For example, given the geographical location of America, I would have thought that a heating of 10m2 would require 1.3 kWh in the north of America
-------------------
I can completely calculate the heating costs, taking into account the design features, but for Russia ... Although, if we find similarities (physics is the same in all countries, but people use different measures of weights and volumes), we can do this for America .


----------



## hiwall (Jun 15, 2012)

Methane is 'natural' gas. It is formed naturally and is naturally released into the air around the world including the oceans. Natural gas is great but can only really be delivered by pipe line. There are no residential natural gas storage tanks that I have ever heard of. Natural gas is now being shipped across the ocean by boat but is is a very poor delivery system. It takes very specialized boats and they lose part of every load during shipment. There are no trucks that deliver natural gas to your home.
Propane is easily shipped, stored, and delivered. Propane can can stored almost indefinitely without going bad. From a prepper stand point, natural gas (if you have access to a pipeline) while cheaper now will not work in a grid down situation. It has to be pumped through those gas lines. While you can have a stock pile of propane in tanks on your property to last you for a very long time. At my last house I had enough propane stored for two years of normal operation. (I am currently looking for tanks to buy for my current house)
Many gas appliances are designed to easily transition from natural to propane or back again.

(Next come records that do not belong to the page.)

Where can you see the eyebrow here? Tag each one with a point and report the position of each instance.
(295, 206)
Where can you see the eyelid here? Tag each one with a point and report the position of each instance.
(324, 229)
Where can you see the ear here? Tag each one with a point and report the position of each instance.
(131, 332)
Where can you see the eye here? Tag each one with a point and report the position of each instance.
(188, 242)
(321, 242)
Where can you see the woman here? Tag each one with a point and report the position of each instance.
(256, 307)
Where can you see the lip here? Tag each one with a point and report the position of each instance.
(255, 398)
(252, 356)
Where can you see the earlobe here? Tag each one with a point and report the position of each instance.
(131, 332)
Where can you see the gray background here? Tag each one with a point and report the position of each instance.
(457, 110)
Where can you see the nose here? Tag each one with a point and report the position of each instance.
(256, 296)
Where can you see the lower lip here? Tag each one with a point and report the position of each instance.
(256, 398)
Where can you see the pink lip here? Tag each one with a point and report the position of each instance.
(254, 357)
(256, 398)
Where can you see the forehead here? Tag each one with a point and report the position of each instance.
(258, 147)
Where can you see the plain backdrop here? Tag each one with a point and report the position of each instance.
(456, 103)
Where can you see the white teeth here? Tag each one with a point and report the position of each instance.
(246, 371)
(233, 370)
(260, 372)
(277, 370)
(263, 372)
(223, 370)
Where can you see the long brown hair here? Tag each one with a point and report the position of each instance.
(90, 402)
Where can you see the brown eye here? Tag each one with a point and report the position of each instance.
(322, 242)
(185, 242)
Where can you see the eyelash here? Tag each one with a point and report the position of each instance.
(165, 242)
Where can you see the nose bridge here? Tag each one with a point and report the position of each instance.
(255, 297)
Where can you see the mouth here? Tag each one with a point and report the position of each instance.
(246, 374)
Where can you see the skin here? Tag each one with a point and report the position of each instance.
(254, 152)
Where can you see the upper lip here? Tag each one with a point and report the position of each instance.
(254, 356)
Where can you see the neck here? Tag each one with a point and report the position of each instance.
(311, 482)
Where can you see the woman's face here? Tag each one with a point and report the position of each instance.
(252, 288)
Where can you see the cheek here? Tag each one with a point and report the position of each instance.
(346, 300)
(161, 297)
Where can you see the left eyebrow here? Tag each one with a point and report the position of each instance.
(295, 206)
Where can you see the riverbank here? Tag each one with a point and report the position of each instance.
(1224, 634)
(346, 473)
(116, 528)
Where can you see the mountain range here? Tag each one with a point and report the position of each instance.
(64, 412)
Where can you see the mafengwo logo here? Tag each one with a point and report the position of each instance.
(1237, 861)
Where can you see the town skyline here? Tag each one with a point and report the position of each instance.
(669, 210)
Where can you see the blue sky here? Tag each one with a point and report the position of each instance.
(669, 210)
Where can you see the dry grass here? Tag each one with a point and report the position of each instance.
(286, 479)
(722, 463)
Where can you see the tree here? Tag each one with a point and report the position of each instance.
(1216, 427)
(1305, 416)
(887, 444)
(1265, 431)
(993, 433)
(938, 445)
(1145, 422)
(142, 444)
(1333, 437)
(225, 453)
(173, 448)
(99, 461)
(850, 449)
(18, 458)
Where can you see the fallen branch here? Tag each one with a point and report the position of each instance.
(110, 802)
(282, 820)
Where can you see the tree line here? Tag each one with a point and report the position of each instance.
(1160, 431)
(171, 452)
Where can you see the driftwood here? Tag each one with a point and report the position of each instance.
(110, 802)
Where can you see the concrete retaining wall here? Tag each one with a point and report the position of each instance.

This often involves changing the jets or orifices in the appliance (but not always).


----------



## AGK67 (Jul 8, 2017)

America sells shale gas through the ocean, which is METHANE, but the cost of its extraction and sale is more expensive than the natural gas METAN, about 5 times!
-------------------------------------------------- -----
Liquefied propane gas is more expensive than any METHANE !!!!
In fact, it is not just propane, but a propane-butane mixture.
The more butane in the mixture, the lower the temperature it withstands in winter, but has a low calorific value ...
-----------------------------------
Gas stoves are actually calculated differently for METAN and PROPANE, as different combustion temperatures. The nozzles of gas stoves are sold in stores so that they can be replaced.


----------



## RedBeard (May 8, 2017)

AGK67 said:


> America sells shale gas through the ocean, which is METHANE, but the cost of its extraction and sale is more expensive than the natural gas METAN, about 5 times!
> -------------------------------------------------- -----
> Liquefied propane gas is more expensive than any METHANE !!!!
> In fact, it is not just propane, but a propane-butane mixture.
> ...


They cut propane with butane during the winter, yes but summer it goes back to propane. You can tell the difference in the flame between the two.


----------



## AGK67 (Jul 8, 2017)

RedBeard said:


> They cut propane with butane during the winter, yes but summer it goes back to propane. You can tell the difference in the flame between the two.


Quite right


----------